I’ve had this argument before with other IT professionals and it’s nice to have some empirical evidence to back up my contention… that when it comes to organizational IT…
Both are required reading, but the conclusion:
Collectively, our “Verizon Business 2008 Data Breach Investigations Report”, along with our earlier studies, suggests that getting the right mix of countermeasures in an enterprise is far from simple. Rather than “do more,” all three studies seem to suggest that we should “work smarter.” The Sasser study shows that in some cases working harder seems to not only consume significant resources, but is also sometimes counterproductive. Unfortunately, precious few of us have the data or risk models available to show us exactly how to focus our limited time and resources.
A control like patching, which has very simple and predictable behavior when used on individual computers, (i.e., home computers) seems to have more complex control effectiveness behavior when used in a community of computers (as in our enterprises).
Communities behave differently than individuals.
This reminds me of the differences between individual medicine and community health. After all, you can effectively treat an individual with cholera with a mixture of salt and sugar water, but putting salt and sugar in the drinking water does nothing to reduce cholera in the community.

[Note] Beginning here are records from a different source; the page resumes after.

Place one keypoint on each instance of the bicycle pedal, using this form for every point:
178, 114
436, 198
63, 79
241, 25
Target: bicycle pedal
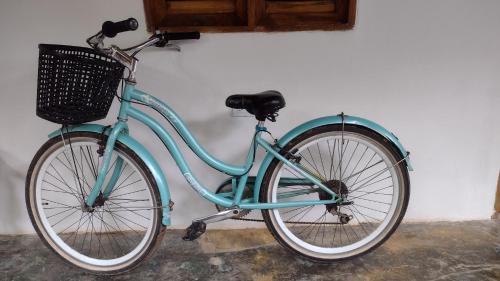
195, 230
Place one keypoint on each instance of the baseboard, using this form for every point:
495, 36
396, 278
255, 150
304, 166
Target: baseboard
496, 216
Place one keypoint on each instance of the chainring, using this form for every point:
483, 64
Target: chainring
247, 193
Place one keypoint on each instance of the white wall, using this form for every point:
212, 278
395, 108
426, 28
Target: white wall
428, 70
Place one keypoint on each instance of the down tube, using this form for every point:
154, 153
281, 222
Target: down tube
178, 157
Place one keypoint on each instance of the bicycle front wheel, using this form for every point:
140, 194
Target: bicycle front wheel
357, 164
114, 235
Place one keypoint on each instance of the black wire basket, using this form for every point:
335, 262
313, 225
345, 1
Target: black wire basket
75, 84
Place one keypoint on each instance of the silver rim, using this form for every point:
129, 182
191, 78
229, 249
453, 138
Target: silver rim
355, 164
110, 237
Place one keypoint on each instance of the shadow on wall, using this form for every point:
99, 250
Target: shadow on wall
13, 213
218, 129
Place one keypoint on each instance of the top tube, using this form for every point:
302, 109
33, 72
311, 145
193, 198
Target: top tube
131, 93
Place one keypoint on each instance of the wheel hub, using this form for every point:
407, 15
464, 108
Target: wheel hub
336, 186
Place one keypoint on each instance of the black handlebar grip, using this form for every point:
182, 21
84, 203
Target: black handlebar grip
110, 29
182, 35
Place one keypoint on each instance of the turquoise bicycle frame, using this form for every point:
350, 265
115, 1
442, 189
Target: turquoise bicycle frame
240, 178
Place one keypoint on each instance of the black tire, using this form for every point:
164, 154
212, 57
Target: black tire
389, 147
157, 232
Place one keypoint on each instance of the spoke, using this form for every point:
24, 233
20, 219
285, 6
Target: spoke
119, 185
64, 218
332, 159
375, 201
372, 183
61, 189
372, 192
118, 216
309, 163
357, 163
314, 162
363, 206
58, 213
321, 160
128, 209
369, 179
75, 175
128, 193
119, 230
87, 161
118, 188
62, 231
349, 162
356, 217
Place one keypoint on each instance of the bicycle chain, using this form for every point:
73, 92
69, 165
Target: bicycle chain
294, 222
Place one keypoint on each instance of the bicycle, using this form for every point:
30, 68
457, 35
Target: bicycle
330, 189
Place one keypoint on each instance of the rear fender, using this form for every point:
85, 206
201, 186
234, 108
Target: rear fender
328, 120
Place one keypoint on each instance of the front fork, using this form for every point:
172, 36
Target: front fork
120, 127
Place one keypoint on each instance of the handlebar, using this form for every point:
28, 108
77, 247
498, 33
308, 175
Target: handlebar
126, 56
110, 29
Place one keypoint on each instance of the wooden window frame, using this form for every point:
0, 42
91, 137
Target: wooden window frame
250, 15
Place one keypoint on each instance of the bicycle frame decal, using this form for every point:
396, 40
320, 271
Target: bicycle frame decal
240, 173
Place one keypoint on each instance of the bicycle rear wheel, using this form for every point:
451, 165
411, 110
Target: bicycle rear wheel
356, 163
114, 235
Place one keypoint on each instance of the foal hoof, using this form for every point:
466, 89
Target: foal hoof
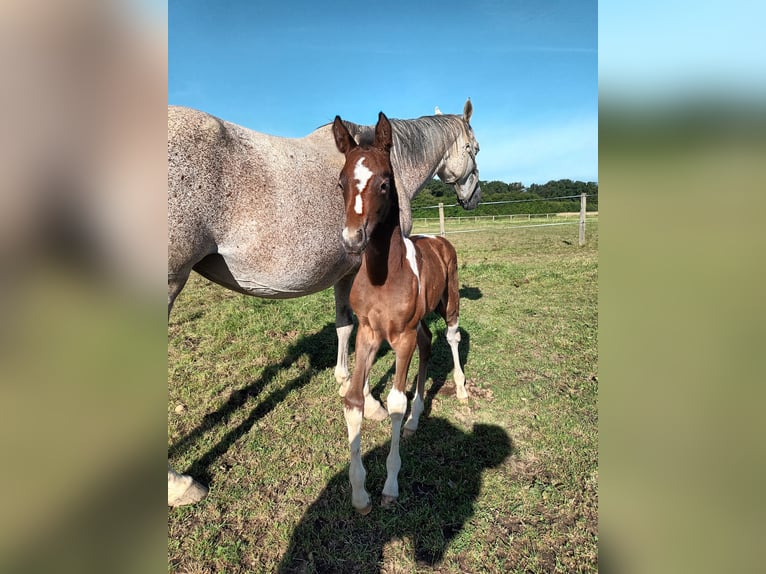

Every time to deploy a patch, you’re changing software. Usually, the patch works as intended… however, sometimes it introduces a new security vulnerability (this is what happened with the Debian SSL patch), sometimes it has some unintended consequence in service availability (you just broke something your enterprise relies upon… whoops!), and sometimes the patch doesn’t matter in the slightest.
Developing change management controls over your patch management is a necessary step in managing your systems and services. Patching your systems is indeed something that you need to do, but having decent security controls in place is going to be a better use of your time.
On clients, system-wide automatic updates are fine. On servers… it’s something else altogether.